Saul was a soldier who persecuted Christians. Saul traveled to Damascus to arrest any Christians he found. On his way to Damascus, a light from the sky flashed him and he heard Jesus say to him, “Saul, Saul, why are you persecuting me?”(Acts, 9:4). Jesus instructed him to go to Damascus, but when Saul got up, he was blind. When Saul got to Damascus, a man name Ananias baptized him and Saul’s vision returned.

Paul Martyred in Rome

Approx. 65 A.D.

Paul died as a prisoner in Rome. He continued to teach about the kingdom of God to all who came to him for 2 years in his lodgings until he was killed.

Peter Martyred in Rome

Approx. 67 A.D.

Peter was killed by the emperor Nero Augustus Caesar.

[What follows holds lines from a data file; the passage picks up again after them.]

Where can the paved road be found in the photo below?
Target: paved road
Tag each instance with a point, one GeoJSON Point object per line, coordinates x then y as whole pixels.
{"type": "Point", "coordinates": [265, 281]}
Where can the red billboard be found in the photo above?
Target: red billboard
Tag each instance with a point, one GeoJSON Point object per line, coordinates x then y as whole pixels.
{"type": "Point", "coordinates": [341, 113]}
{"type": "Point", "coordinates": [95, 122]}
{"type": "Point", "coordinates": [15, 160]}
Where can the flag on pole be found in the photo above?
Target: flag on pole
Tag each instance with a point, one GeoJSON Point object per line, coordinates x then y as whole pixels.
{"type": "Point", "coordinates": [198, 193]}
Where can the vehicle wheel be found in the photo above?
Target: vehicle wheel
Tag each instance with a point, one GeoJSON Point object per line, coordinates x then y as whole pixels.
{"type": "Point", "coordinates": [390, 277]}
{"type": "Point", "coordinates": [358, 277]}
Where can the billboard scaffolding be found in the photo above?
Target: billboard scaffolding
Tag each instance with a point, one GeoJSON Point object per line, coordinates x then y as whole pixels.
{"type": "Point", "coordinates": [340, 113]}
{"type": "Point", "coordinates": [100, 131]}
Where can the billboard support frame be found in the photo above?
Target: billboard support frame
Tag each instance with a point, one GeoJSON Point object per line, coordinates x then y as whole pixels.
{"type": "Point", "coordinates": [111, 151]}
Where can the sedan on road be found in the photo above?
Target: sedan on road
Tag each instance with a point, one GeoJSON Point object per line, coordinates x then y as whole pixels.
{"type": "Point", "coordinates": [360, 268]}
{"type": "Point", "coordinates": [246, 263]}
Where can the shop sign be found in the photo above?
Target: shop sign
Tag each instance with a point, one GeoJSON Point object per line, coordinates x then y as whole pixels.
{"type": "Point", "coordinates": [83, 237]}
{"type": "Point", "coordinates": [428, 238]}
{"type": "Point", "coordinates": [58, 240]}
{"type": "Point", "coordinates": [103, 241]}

He was crucified upside down because he claimed that he wasn’t worthy to die how Jesus did.

Edict of Milan


Rome was not tolerating the Christian religion for many years. Rome was persecuting Christians because they were afraid they would become more powerful than them. A man named Constantine was the ruler of the Eastern Empire. He had a vision of Christ telling him to fight against the Roman empire for Christianity. Constantine won and became an emperor of the West along with the East. He helped create the Edict of Milan. The Edict of Milan gave religious freedom to everyone and gave the Christians many rights including the right to create churches.

Eastern and Western Schism

1054 A.D.

The Eastern Western Schism divided the Roman Catholic church and the Eastern Orthodox church. This event started because the Pope claimed he had more power than the Eastern patriarchs. Also, the West spoke Latin while the East spoke Greek. The difficulty of communication contributed to the Eastern Western Schism.


Mary the Mother of God

Approx. 15 B.C. - Approx. 41 A.D.

Mary was visited by an angel when she was about 14 years old. The angel told her that she was going to have the Son of God. At first Mary was confused because she wasn't married and was a virgin. The angel explained that Mary had become pregnant through the power of God. She said yes to God and became Jesus' mother and raised him. Mary was without sin from the moment of conception, also known as the Immaculate Conception, celebrated on December 8th. She ascended into heaven body and soul on August 15th in about 41 A.D. Mary is the patron saint of all humanity and of the U.S.

St. Elizabeth Ann Seton

August 28, 1774 - January 4, 1821

St. Elizabeth Ann Seton was beatified on March 17th, 1963, and she was canonized on September 14th, 1975. She is the patron saint of widows, death of parents, and against the death of children. In 1794, Elizabeth married William Seton. She happily married to him for an amount of time. About four years later, William's father died, and then William became sick and died also. Elizabeth turned towards God in these hard times, (Catholic Online).

St. Marianne Cope

January 23, 1838 - August 9th, 1918

St. Marianne Cope was beatified on May 14th, 2005 and canonized on Oct. 21, 2012. She is the patron saint of lepers and Hawaii. She opened the first 2 catholic schools in New York. Marianne Cope worked with lepers in Hawaii for a long time in her life. Even though she spent so much time with lepers, she never caught leprosy herself, (Catholic Online).